Saturday, February 6, 2021

Triangulation

 Your memory of personal events and of facts has served you as a basic tool kit. Without intending pun, you can't remember when you first became aware of this relationship, nor, until you were well along to senior citizen status did you identify the process you used to make the association. You remember events in your own life. You remember facts you gathered from reading or direct association with living sources. You remember times when you invented sources more often than not for the purpose of establishing your reliability and correctness. This includes inventing facts you hoped to be true in mitigation of the feelings caused by the inner burrow of uncertainty. So yes, you invented facts to help you maintain and contain certainty. When you were much younger than you were now, certainty mattered in different ways than it does now.

You quite liked the authority of having facts and confident assertions. You relished opportunities where you could demonstrate your facts and assertions. Some years--but not too many--later, you realized this preoccupation could make you appear a smartass. In near synchronicity to your awareness of yourself as a smartass, you began to question the accuracy of the facts and opinions of others. Part of the stimulus for this growth came from the childhood experiences related to being born into moderate affluence in Los Angeles, moving through financial necessity to the east, then New England, then southeast Florida. 

Your then awareness of an outer condition presented to you as The Civil War served as a trigger to your broader overview. Smarting from a scathing reminder from a teacher in Florida that Civil War didn't count as a correct answer and, rather, that The War of Northern Aggression did, you were quick to discover that the authors of the text book in which such distinctions appeared listed their associations with universities located in the South.

Not many years later, you understood how you'd graduated from Smartass to Pedant.

Later still, you were enrolled in a state university where male students had reserve officer training corps classes mandated as a requirement for graduation. Your active dislike for ROTC caused you to perform poorly enough that you had to repeat the agony. Nevertheless, the pain and humiliation--"You're kidding, right?  Nobody flunks ROTC."--brought you in contact with one class in which you excelled because you learned not only how to value and read maps but, through a process called triangulation, use locations known to you in order to locate unknown places. Triangulation gave you an opportunity to use what you knew to help approximate what you did not know.

Some years later, when you worked as an editor, you acquired the work of a Canadian author who'd spent time in England, looking, you later learned, for English quirks and traits he could use in characters as a way of conveying his own vision of the English.
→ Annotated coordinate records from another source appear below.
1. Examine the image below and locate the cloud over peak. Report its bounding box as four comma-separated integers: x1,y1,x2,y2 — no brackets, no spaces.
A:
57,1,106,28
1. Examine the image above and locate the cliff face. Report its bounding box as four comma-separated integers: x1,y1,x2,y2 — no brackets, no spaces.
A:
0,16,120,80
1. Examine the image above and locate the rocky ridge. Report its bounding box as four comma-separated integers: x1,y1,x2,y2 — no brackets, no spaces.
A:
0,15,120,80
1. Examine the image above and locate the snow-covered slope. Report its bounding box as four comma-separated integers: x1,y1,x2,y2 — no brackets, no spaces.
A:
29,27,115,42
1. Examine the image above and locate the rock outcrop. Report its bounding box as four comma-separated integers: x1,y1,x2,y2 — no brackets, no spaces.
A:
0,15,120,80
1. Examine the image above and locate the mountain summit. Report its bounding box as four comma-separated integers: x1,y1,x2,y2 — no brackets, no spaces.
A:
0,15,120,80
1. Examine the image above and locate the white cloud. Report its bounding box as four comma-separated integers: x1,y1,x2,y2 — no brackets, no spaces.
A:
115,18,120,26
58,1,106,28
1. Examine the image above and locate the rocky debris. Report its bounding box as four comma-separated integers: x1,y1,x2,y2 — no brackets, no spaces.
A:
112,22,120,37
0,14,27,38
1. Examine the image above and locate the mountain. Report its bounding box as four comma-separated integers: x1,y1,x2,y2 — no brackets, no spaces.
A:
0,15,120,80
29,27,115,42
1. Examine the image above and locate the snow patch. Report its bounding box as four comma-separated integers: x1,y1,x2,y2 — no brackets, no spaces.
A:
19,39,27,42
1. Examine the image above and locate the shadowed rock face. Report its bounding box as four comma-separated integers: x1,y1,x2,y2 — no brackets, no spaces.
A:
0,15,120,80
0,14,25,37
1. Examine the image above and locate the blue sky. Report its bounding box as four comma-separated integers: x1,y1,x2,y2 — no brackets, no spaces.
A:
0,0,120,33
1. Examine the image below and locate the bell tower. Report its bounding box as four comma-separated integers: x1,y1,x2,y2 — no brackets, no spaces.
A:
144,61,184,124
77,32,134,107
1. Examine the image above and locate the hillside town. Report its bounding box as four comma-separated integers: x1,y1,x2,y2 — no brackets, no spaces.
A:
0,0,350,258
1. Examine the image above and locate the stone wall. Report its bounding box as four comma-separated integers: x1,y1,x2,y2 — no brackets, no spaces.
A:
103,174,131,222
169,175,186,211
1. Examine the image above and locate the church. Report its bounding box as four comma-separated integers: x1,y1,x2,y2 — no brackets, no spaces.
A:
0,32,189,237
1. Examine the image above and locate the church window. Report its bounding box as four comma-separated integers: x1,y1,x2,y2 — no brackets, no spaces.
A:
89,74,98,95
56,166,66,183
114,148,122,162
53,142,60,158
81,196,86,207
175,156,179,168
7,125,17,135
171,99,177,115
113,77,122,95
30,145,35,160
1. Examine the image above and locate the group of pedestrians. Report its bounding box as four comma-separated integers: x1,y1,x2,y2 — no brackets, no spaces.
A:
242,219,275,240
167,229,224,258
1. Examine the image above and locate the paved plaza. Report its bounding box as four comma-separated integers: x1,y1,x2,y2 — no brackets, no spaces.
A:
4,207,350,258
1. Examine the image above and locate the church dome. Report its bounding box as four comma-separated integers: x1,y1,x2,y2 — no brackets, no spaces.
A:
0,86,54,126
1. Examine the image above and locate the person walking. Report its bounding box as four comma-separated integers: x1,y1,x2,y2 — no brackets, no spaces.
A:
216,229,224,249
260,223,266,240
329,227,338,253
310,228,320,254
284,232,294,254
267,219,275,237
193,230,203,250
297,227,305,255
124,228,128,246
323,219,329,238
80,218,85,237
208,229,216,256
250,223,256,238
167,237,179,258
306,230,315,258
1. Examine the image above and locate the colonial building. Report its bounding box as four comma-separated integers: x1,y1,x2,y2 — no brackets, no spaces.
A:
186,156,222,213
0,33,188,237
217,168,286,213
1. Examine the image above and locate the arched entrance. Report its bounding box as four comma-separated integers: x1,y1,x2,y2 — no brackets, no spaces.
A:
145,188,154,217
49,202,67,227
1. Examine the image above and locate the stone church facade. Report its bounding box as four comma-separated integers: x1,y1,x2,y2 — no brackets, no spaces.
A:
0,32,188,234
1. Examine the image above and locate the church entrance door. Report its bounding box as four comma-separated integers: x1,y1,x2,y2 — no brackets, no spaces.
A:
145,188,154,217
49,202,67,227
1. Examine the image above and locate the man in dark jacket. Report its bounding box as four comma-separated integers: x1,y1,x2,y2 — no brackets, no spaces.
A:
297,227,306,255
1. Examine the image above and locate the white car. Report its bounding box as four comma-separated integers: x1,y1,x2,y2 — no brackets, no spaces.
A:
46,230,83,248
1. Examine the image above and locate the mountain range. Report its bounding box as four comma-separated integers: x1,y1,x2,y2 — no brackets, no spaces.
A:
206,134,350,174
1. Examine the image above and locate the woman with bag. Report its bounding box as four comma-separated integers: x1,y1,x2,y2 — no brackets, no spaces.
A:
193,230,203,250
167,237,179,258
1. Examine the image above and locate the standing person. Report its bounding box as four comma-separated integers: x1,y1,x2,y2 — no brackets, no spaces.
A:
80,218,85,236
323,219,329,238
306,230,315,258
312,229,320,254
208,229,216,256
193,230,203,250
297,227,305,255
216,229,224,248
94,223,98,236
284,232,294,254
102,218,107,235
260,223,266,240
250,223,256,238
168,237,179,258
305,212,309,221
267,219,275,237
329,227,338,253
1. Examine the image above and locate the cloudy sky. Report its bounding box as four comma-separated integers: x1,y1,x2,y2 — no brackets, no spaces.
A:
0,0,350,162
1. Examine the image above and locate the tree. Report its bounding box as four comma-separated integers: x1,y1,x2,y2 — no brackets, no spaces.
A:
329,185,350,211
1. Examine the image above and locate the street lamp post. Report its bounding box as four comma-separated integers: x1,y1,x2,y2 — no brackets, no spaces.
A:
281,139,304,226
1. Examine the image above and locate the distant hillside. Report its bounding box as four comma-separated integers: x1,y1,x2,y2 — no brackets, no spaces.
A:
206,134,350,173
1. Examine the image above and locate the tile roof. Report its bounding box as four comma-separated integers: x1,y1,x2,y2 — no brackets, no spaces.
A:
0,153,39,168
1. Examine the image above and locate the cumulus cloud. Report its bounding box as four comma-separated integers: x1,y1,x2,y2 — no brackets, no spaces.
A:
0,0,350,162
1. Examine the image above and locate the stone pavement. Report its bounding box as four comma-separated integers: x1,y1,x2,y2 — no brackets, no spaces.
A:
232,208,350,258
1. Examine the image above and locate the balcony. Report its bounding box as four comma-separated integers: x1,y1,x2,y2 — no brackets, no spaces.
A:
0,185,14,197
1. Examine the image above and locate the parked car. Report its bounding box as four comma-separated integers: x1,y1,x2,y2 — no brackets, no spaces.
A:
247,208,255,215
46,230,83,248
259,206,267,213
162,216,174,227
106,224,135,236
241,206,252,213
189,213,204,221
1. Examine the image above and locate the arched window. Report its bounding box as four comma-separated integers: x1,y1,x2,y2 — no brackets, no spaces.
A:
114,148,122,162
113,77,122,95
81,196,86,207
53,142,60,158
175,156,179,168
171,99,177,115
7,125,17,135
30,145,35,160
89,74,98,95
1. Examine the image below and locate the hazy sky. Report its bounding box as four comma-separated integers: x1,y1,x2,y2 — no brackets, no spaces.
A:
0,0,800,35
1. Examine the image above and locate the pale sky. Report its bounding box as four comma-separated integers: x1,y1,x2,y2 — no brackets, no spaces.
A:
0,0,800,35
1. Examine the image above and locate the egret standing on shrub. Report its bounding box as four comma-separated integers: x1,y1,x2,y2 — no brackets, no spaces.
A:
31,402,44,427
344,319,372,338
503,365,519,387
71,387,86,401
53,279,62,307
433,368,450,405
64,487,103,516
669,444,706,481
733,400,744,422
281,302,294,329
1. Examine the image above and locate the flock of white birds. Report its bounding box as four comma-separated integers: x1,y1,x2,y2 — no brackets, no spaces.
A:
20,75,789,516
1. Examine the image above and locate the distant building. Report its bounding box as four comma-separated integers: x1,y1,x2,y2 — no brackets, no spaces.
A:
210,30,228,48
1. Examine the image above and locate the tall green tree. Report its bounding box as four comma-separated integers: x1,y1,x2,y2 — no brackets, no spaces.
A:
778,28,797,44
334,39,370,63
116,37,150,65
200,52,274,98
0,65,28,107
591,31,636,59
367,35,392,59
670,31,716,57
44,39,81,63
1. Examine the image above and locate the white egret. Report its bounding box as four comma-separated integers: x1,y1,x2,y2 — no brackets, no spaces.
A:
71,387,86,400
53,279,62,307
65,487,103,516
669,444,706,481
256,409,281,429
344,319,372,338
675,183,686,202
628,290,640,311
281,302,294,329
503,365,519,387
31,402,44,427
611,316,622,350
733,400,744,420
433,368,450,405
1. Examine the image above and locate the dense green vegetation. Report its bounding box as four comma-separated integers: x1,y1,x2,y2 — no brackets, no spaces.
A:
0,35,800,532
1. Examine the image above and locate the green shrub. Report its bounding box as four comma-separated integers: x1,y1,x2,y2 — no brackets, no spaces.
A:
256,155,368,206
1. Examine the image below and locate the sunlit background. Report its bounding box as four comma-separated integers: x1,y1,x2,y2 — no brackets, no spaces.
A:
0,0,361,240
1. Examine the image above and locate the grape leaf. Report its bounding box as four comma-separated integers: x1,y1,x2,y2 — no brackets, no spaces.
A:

When you spoke of the matter, he'd hum several bars of a song, "Winchester Cathedral," before he lapsed into his set piece about how the song served to illustrate the inevitability of English quirky behavior.

With that paragraph, you supplied a portion of the triangulation process by which you found yourself in Winchester Cathedral, about to give a lecture on a novel, The Tower, that dealt with the construction of a cathedral such as the one in Winchester.  In addition, you were cautioned, "Mind, you're standing on Jane Austen."  You use techniques of triangulation to describe how you came to be in that place on that particular day, standing on the burial site of a favored author. Yet another aspect of those events would return to haunt you, much as the lyrics of the sone, "Winchester Cathedral," Perhaps a year later, you were in a Santa Barbara Starbucks. When the barista handed you your venti latte, she said, "I so enjoyed your lecture on The Tower."

Not finished yet. You've worked with the individual who cautioned you about stepping on Ms. Austen. He's a prolific author, a major archaeologist. From him and his observations, you were triangulated back to the historical if not prehistorical past, realizing how those worthies used their powers of observation, memory, and prodding questions to navigate the uncertain waters of survival and sustainability. From this same author, you learned via triangulation how the ancients function and, now that you're into it, to look back at a past where you can't asked Siri to do your research for you.